Reading that teaches me how to write or to write better.

All the time I'm reading, a part of my mind is watching out for passages that will help me with my own writing. I'll start reading a chapter in a novel and find myself thinking, 'That's a good way to begin', and I'll store it away for later adaptation to my own use. I might even copy the passage into the notebook that always accompanies the novel I'm busy writing so that I won't forget it. Sometimes when I'm stuck, not sure how to handle a scene, I'll roam through my bookshelves, sampling favourite authors, books I admire, hunting for a scene that will give me a clue or provide a pattern, a model that will get me going. Not that I 'copy' slavishly. But there is a truth not usually admitted in public: all writing is theft. You take from other writers what helps you, and recycle it into something of your own.

Reading that takes my mind off my own writing.                            

'When I was writing,' Ernest Hemingway reported, 'it was necessary for me to read after I'd written … in order not to think about or worry about my work until I could do it again.' I know what he means. There are books that make me want to write, and there are books that take my mind off my work and refresh me. The ones that refresh me and give me new energy are different with each book I write. While I was writing The Toll Bridge, Graham Greene's The Human Factor recharged my batteries, as did books by Paul Auster, Marguerite Duras, Margaret Mahy, Jan Mark, Kazuo Ishiguro, Cees Nooteboom, Jeanette Winterson, and a whole lot more.

All this makes it sound as if reading, for me, is just a matter of helping me in my work. But that's not how it is. I'm a reader first, a writer second. Reading makes me. Writing remakes me. I'd be lost if I didn't read, wouldn't know myself. By reading what I've written I find out what I've become.

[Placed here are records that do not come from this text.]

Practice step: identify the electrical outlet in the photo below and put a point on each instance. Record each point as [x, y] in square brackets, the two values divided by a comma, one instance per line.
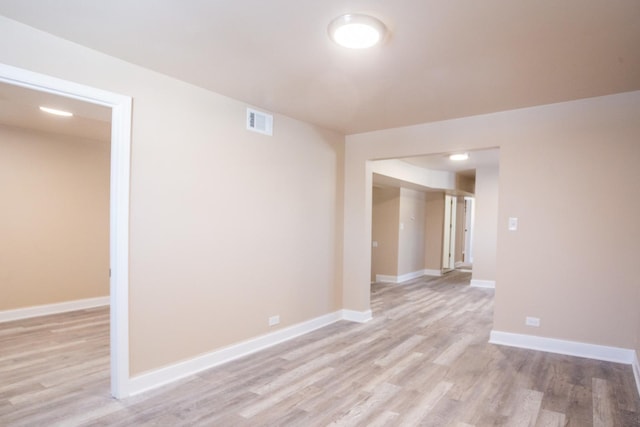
[532, 321]
[274, 320]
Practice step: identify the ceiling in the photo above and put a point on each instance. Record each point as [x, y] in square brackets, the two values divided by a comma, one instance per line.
[441, 162]
[442, 59]
[20, 107]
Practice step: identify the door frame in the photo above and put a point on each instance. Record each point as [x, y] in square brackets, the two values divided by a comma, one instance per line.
[118, 205]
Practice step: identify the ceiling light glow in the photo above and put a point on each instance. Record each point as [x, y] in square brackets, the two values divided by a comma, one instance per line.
[458, 157]
[356, 31]
[56, 112]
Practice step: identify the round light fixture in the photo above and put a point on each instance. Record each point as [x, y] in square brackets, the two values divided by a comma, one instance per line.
[356, 31]
[458, 157]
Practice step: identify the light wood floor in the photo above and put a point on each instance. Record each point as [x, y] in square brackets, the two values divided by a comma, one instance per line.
[423, 360]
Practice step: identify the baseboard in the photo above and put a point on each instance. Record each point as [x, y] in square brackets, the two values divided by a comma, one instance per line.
[636, 371]
[570, 348]
[428, 272]
[399, 279]
[356, 316]
[408, 276]
[475, 283]
[47, 309]
[169, 374]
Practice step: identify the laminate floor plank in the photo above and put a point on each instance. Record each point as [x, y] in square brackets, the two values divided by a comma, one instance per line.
[424, 359]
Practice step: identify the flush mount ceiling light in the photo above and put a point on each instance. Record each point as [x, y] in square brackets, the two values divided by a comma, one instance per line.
[56, 112]
[458, 157]
[356, 31]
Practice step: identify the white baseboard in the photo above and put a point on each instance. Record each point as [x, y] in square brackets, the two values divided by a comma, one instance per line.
[356, 316]
[570, 348]
[636, 371]
[428, 272]
[47, 309]
[408, 276]
[491, 284]
[169, 374]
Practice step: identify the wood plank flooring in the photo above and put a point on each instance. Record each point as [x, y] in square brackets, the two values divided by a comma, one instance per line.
[423, 360]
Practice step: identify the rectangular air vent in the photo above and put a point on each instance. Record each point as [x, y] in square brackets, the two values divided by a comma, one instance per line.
[260, 122]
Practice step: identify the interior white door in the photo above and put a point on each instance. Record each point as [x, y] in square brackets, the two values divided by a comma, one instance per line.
[469, 206]
[449, 239]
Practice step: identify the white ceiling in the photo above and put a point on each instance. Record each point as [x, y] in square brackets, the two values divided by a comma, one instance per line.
[20, 107]
[443, 59]
[477, 158]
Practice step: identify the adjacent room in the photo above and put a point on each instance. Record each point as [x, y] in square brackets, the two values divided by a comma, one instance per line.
[248, 217]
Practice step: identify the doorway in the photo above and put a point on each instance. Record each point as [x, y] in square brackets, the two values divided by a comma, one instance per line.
[118, 205]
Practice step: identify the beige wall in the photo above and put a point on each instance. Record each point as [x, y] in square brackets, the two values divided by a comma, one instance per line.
[227, 227]
[485, 228]
[411, 239]
[55, 218]
[385, 231]
[434, 231]
[565, 170]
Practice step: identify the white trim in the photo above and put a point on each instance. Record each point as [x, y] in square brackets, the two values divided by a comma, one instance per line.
[47, 309]
[408, 276]
[356, 316]
[171, 373]
[570, 348]
[636, 371]
[437, 273]
[119, 203]
[476, 283]
[386, 279]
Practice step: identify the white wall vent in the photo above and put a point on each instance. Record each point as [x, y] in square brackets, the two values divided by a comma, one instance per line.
[260, 122]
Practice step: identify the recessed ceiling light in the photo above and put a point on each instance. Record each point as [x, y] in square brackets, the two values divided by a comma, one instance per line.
[356, 31]
[56, 112]
[459, 157]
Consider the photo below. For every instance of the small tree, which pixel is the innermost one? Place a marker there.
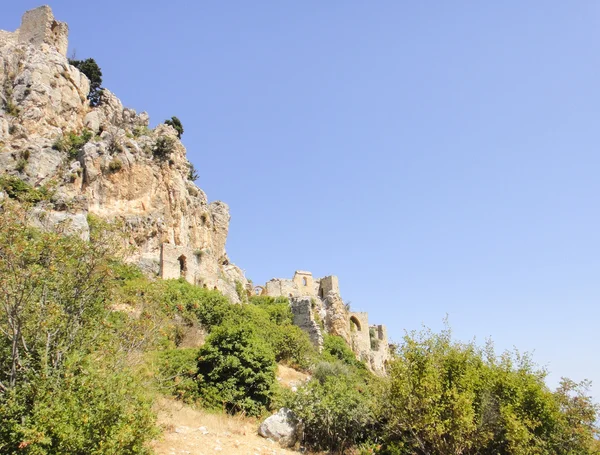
(90, 68)
(175, 123)
(236, 370)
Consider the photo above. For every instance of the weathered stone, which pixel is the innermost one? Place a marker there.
(318, 301)
(38, 27)
(304, 318)
(117, 175)
(282, 427)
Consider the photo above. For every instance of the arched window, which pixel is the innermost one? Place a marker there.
(182, 265)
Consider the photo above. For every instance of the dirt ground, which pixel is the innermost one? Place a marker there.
(197, 432)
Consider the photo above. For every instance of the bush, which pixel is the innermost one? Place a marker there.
(176, 373)
(90, 68)
(163, 147)
(63, 388)
(193, 173)
(236, 371)
(479, 403)
(83, 410)
(20, 190)
(72, 144)
(325, 370)
(206, 306)
(115, 165)
(175, 123)
(336, 413)
(335, 348)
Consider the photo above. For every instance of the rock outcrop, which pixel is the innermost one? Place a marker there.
(282, 427)
(119, 170)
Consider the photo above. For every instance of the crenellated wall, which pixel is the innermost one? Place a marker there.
(369, 343)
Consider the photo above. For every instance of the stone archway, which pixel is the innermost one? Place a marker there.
(354, 324)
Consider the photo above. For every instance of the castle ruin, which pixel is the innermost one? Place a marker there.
(318, 307)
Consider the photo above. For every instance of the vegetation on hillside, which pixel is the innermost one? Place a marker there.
(90, 68)
(88, 342)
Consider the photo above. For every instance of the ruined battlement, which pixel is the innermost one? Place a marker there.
(314, 300)
(39, 28)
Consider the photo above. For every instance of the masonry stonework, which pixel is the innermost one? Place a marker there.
(39, 27)
(311, 298)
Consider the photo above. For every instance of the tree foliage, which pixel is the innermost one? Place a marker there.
(236, 370)
(90, 68)
(175, 123)
(64, 386)
(447, 397)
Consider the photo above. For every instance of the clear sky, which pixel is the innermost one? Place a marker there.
(439, 157)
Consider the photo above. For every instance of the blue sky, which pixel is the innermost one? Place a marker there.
(439, 157)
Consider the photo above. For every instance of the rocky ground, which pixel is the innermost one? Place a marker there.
(197, 432)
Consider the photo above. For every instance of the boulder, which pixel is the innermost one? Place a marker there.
(283, 427)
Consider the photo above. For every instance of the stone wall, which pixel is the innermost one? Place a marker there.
(179, 262)
(311, 297)
(328, 284)
(39, 27)
(359, 334)
(380, 352)
(304, 318)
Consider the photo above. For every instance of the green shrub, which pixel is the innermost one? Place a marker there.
(294, 347)
(206, 306)
(72, 144)
(20, 166)
(236, 371)
(241, 292)
(115, 165)
(20, 190)
(193, 173)
(325, 370)
(83, 410)
(90, 68)
(336, 413)
(163, 147)
(175, 123)
(479, 403)
(139, 131)
(64, 385)
(176, 373)
(373, 338)
(335, 348)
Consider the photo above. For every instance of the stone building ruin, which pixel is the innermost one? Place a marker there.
(318, 307)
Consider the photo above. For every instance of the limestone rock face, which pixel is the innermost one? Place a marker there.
(336, 316)
(282, 427)
(119, 173)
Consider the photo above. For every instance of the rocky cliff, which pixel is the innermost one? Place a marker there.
(104, 160)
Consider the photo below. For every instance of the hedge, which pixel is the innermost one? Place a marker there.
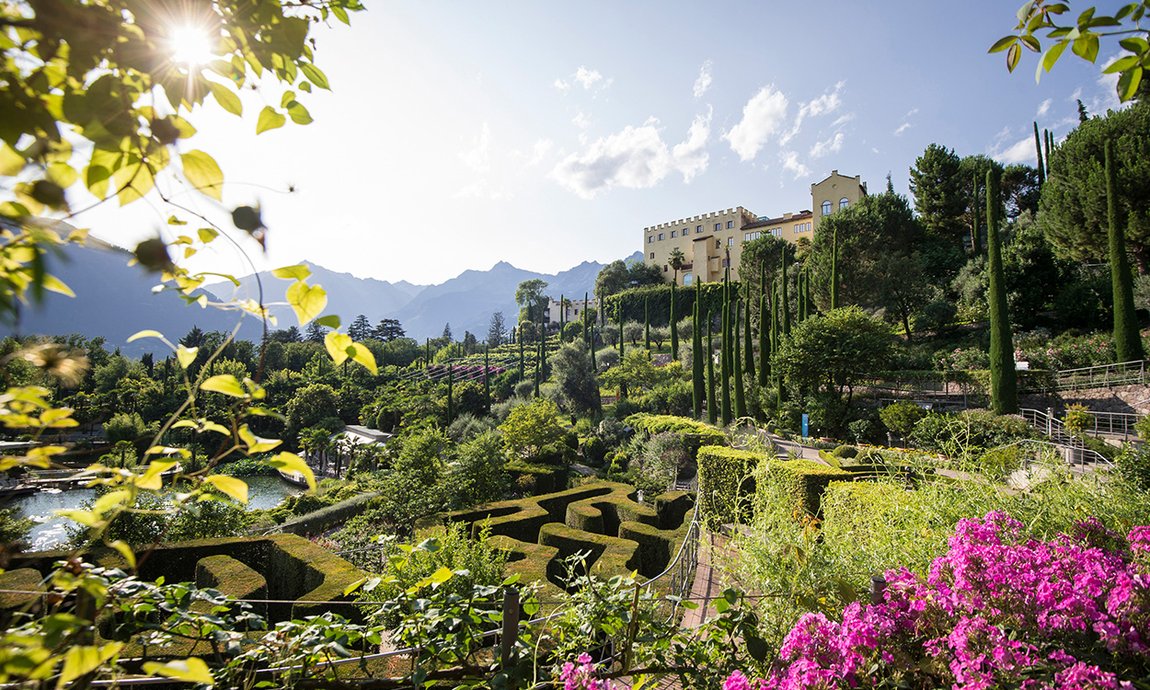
(633, 301)
(726, 483)
(324, 519)
(805, 481)
(697, 432)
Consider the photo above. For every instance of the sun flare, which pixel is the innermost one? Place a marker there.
(190, 45)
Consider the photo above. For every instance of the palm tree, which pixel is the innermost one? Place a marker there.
(676, 261)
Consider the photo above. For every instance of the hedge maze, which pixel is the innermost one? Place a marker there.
(602, 520)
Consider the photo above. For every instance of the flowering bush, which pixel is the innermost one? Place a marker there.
(996, 611)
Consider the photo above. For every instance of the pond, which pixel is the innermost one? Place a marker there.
(51, 531)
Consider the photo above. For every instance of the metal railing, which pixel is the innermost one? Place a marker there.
(1101, 376)
(1073, 447)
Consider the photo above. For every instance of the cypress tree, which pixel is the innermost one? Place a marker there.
(725, 361)
(1042, 169)
(740, 393)
(1127, 340)
(698, 391)
(784, 303)
(646, 323)
(975, 230)
(748, 346)
(1003, 377)
(712, 411)
(764, 339)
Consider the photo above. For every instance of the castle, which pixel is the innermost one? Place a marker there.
(707, 242)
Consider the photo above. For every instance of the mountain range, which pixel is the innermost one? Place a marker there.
(114, 300)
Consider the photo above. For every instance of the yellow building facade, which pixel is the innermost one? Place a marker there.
(707, 242)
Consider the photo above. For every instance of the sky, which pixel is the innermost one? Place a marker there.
(458, 135)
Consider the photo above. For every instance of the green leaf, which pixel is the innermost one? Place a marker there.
(269, 120)
(189, 671)
(231, 487)
(306, 300)
(227, 98)
(204, 173)
(292, 273)
(315, 75)
(225, 384)
(291, 462)
(186, 355)
(83, 660)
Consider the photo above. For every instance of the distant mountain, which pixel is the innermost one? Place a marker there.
(115, 300)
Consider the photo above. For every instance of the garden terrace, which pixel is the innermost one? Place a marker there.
(285, 567)
(603, 520)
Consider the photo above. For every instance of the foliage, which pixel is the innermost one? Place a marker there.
(901, 416)
(1073, 205)
(534, 430)
(1083, 37)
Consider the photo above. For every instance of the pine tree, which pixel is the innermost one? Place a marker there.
(712, 412)
(1127, 340)
(740, 393)
(1003, 383)
(1037, 146)
(646, 323)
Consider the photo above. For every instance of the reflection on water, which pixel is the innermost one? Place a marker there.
(51, 530)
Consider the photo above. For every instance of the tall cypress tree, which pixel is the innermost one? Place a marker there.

Two tips;                                                                                       

> First, keep a record of what you've read. Nothing elaborate, simply a notebook in which you list the date you finished the book, its title and author. Reading is like a journey. It's important to know where you've been, otherwise it's easy to forget.

> Second, learn to read slowly, and learn to hear what you are reading as if it were being read aloud. All reading, all writing, is about the use of language. Attend to the way the language is used as much as anything else - the sound of its music, its rhythms and tunes, its pace, its pauses, its syncopation and its harmonies, its discords and its polyphonies, what it doesn't say as well as what it does say. To do that you have to read slowly enough to hear its music in your head. (If you find it hard to hear in your head, read it out loud.)

Do this and you'll achieve the end of all reading and all writing, which is this: that you enjoy it enough to revel in it, and you live your life more fully.